Branding and UI Design

I have always been a fan of the Mac. The notion that a machine is there to help me be ultra creative is the kind of thing I will always gravitate toward.

What I don’t like is how too many applications for the Mac are slowly starting to look the same. Here’s what I mean:

The granddaddy of them all: Xcode – the developer tool most people use to create Mac apps:

Apple’s latest app that lets you create your own website—iWeb:

The coolest presentation building software on the market—Keynote:

The core of the Mac user experience—The Finder:

A pretty damn good browser—Safari:

The built-in and all-around quality email app—Mail:

The best personal photography cataloging and publishing tool—iPhoto:

And the top icon organization tool for the Mac—Pixadex:

Now I’m sure you’ve noticed a theme here. Why are they so similar and therefore boring? Apple goes to hideous lengths to incorporate brand into their marketing, their physical store designs, their packaging, their product design. Even developers outside of Apple are aping the whole source list on the left, big space on the right for content. It’s like the web design paradigms of 1996 have taken over Apple’s UI department.

Now I know it’s great to have consistency but that’s really only half of the job that’s being done here. Think about this:

You are buying iWork 06. In fact, it’s the first time you’re purchasing the sofware. You’ve seen the legendary Stevenotes and the online tour showcasing all the badass transitions. You’re ready to throw your crazy fonts in there and other multimedia elements like flash or quicktime movies right in the slide. You’re also dreaming of playing music behind the slides or even inserting a podcast that’s relevant to the subject.

And then you install iWork 06.

What happens next is the ultra-boring interface staring at you.
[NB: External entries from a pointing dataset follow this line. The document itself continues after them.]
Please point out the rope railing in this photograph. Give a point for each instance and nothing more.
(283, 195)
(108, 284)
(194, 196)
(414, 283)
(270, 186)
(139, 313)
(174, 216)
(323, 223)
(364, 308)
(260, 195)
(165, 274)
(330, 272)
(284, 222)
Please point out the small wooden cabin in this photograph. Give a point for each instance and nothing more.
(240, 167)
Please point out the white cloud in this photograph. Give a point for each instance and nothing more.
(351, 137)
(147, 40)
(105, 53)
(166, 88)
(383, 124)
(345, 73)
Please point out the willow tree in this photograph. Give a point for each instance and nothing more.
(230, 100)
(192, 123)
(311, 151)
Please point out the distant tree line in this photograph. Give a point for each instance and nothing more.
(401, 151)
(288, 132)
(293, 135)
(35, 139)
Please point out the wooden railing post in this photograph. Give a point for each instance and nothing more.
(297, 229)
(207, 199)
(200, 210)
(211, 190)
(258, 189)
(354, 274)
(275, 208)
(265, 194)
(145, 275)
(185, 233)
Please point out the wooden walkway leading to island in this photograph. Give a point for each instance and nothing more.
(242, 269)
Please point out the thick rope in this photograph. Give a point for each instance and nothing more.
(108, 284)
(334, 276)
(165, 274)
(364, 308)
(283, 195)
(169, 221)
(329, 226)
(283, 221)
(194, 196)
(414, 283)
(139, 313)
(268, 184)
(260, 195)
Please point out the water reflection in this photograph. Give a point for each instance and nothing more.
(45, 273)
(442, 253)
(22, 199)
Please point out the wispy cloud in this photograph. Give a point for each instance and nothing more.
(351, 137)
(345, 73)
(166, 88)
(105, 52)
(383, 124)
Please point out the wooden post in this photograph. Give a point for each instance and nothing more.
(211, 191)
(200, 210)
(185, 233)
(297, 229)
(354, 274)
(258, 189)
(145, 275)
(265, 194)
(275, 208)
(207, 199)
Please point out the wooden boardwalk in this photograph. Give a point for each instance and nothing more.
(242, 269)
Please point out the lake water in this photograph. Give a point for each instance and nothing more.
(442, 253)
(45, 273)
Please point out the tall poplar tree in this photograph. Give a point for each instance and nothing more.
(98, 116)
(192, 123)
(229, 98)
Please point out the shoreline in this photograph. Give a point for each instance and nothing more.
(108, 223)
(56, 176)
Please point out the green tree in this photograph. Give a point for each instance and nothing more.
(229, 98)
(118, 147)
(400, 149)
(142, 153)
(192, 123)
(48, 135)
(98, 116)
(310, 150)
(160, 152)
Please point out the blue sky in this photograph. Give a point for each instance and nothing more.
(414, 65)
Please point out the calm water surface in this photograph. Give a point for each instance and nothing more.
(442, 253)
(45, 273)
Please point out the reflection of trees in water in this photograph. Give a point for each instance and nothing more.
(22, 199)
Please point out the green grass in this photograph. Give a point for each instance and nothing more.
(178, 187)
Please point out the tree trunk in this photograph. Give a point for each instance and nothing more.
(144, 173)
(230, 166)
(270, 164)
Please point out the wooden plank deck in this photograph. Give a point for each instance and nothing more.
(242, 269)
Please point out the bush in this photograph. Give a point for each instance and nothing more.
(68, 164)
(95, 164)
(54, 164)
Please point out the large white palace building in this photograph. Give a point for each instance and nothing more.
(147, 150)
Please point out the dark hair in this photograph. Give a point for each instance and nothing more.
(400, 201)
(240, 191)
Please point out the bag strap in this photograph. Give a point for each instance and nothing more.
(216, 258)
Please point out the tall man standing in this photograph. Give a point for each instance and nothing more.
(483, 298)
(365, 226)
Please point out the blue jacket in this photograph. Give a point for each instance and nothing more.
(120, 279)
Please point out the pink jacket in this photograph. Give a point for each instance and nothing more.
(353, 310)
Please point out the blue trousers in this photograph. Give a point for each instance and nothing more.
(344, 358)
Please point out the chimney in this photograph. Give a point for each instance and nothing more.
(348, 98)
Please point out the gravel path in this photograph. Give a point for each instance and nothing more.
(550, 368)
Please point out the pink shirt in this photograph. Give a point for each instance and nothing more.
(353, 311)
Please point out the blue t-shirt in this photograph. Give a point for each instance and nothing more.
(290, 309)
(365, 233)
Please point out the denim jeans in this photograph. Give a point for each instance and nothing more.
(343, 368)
Where’s the drama? Where’s the sense that you’re about to build something that’ll actually make people ooh and aah at your slickness? It’s not there.

Every year Apple gives awards to the top developers for different categories. One of them is user experience. The last recipient was Delicious Monster for their app Delicious Library.

Now, would you be surprised that Apple went ahead and hired the guy who made that interface? I hope that’s a sign of things to come. That Apple will loosen up and really wow us with some incredibly inspiring UI ideas instead of more of the same.